But in Whitehall – and particularly at the Foreign Office – there were the first signs of nervousness over the proposed manner of dealing with one problem that had arisen in the country: a small number of British citizens and residents, all Muslims, had been detained by US forces.

A mass of documents disclosed during high court proceedings show how rapidly the government became involved in the abduction and torture of these individuals in its attempts to secure the UK against attack by al-Qaida.

They also appear to show how little regard was given within the government to the illegality of its own actions.

On 4 January 2002, a memo circulated to the secretaries of the junior Foreign Office ministers Ben Bradshaw and Lady Amos, as well as to the Foreign Office press office and the department’s senior legal adviser, Sir Michael Wood, notes: “Public opinion has on the whole shown little concern about the welfare of the British detainees, or the legal terms of their detention. But the issue is clearly of sensitivity to Muslim opinion in the UK and abroad.”

It adds that the FCO should be “seen as applying our normal standards of consular assistance as far as possible”. Consular officials had not seen these detainees, however, and “our holding line, that we are first seeking to establish identity details, is wearing thin”, not least because extensive reports about one individual had already appeared in the press.
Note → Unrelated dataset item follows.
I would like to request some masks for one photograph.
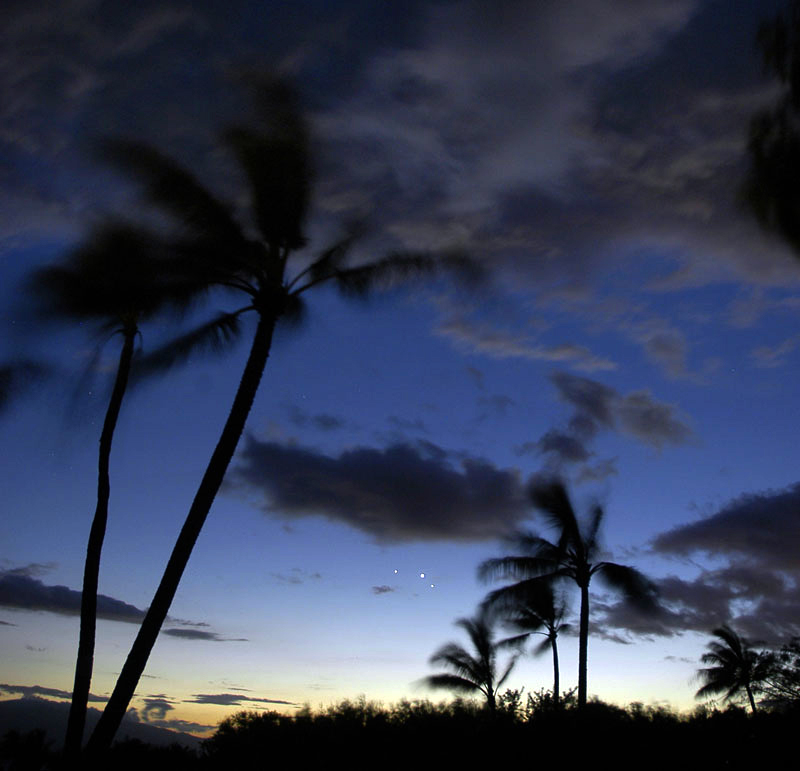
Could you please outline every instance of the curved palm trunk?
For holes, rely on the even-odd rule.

At this time, the fact that “rendition” – abducting an individual and moving them against their will from one country to another – was illegal appears not to have been a concern. A document disclosed by the Foreign Office, dated 10 January 2002 and entitled Afghanistan UK Detainees, expresses the government’s “preferred options”. It states: “Transfer of United Kingdom nationals held by US forces in Afghanistan to a United States base in Guantánamo is the best way to meet our counter-terrorism objectives, to ensure they are securely held.” The “only alternative”, the document adds, would be to place these individuals in the custody of British forces in Afghanistan, or to return them to the UK.